Pleased, he continues. “ Lolita struck me as something that – and this is giving myself a great compliment – I would have written, in the way that he phrases things.”

He is serious. I am silent as I consider the correlation between the footage I have seen of Manson masturbating a small dog and Vladimir Nabokov's masterpiece.

“My girlfriend gave me a first edition of Lolita for my birthday this year,” he continues, “in her infinite sense of humor. And heart-shaped glasses – which of course never really appear in the movie - are from the Kubrick movie poster [for Lolita ].”

Heart-Shaped Glasses (When the Heart Guides the Hand) , the first single from Eat Me, Drink Me, features a video filmed by Titanic director James Cameron. In it, Manson croons to Wood, who – with nicely bobbed hair, gloves and a demure frock – blankly masturbates in an audience of writhing naked lesbians, Manson's image reflected in her heart-shaped glasses. The chorus - “Don't break my heart/ and I won't break your heart-shaped glasses” – suggests a pugilistic retribution (“Dump me, and I'll punch your lights out!”) more in keeping with Norman Mailer than the tender Nabokov.

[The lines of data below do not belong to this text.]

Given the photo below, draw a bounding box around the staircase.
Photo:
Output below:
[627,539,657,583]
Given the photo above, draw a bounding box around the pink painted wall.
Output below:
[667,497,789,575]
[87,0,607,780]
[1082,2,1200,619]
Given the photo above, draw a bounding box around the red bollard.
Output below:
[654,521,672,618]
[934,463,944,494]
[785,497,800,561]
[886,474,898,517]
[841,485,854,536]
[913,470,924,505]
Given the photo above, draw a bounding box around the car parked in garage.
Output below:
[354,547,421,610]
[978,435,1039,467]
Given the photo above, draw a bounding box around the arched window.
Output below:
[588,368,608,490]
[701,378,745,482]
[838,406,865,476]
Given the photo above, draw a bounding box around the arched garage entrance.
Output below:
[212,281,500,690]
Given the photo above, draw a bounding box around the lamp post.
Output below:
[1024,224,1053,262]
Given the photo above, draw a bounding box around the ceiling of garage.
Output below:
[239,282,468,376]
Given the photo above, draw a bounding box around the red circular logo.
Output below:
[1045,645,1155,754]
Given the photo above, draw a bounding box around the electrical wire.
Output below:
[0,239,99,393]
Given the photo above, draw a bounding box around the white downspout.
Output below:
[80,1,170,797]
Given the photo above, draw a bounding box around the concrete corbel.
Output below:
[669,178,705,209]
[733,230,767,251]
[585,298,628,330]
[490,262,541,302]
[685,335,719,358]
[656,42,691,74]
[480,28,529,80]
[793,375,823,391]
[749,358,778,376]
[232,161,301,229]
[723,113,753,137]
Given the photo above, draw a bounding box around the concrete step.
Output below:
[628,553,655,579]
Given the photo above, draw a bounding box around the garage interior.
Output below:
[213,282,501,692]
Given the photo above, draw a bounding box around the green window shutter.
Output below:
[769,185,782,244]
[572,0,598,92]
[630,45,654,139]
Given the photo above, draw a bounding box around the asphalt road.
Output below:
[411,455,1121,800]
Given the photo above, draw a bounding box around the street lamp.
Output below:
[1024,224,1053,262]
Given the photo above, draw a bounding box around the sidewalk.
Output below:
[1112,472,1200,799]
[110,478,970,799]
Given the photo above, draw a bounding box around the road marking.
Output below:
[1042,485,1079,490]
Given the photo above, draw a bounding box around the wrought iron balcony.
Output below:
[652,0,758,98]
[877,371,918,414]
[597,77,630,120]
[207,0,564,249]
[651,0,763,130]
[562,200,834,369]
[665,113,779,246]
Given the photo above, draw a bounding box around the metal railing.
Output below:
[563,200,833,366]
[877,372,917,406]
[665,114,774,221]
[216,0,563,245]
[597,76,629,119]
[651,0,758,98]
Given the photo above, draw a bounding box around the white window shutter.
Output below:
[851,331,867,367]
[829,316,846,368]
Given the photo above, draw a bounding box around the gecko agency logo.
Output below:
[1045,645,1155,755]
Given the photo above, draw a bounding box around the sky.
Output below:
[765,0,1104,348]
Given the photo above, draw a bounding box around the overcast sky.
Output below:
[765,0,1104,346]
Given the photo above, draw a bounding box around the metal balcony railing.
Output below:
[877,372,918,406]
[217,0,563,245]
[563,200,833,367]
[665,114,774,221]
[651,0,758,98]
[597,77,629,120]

Manson has always used women to maintain his reputation. When a male journalist once asked him whether he preferred cake or sodomy – Cake and Sodomy is an infamous Manson composition – he replied: “I'd have to say sodomy. It takes a strong woman to bear the burden of ass-fucking and I respect any girl that does and I buy her a lot of jewellery. I kick the ones that don't out of my house.” (Given that Pogo's writ specifies that the 1930s seven-carat round-cut diamond engagement ring Manson bought von Teese cost USD150,000, one wonders at her genius in that department.)

Sodomy is, it seems, a fixation of his. Jenna Jameson wrote not only of Manson's near-suicidal appetite for cocaine and pills, but of his fevered attempts to mount her a l'Anglaise (“Every time we were naked, he'd be going for my butt like a rat to cheese”).

Which brings us back to Wood. I ask if he can imagine fathering a child with her.

“Not anytime soon ,” he giggles, “but I believe so. We would both be good parents despite what other people might think.”

I imagine a baby in Manson's unheated mansion, his cot somewhere to the left of the mounted baboon heads and a floor or so below the skeleton of a 17th century man in a wheelchair, watching his black-lipsticked father extemporise in a cocaine frenzy and smashing windows when the mood took him. I imagine his grandparents – the Vietnam vet, the doped psychotic – popping in for scones and tea, Gottfried Helnwein painting his christening portrait, and his mother having a lot of trouble sitting down. I stop imagining.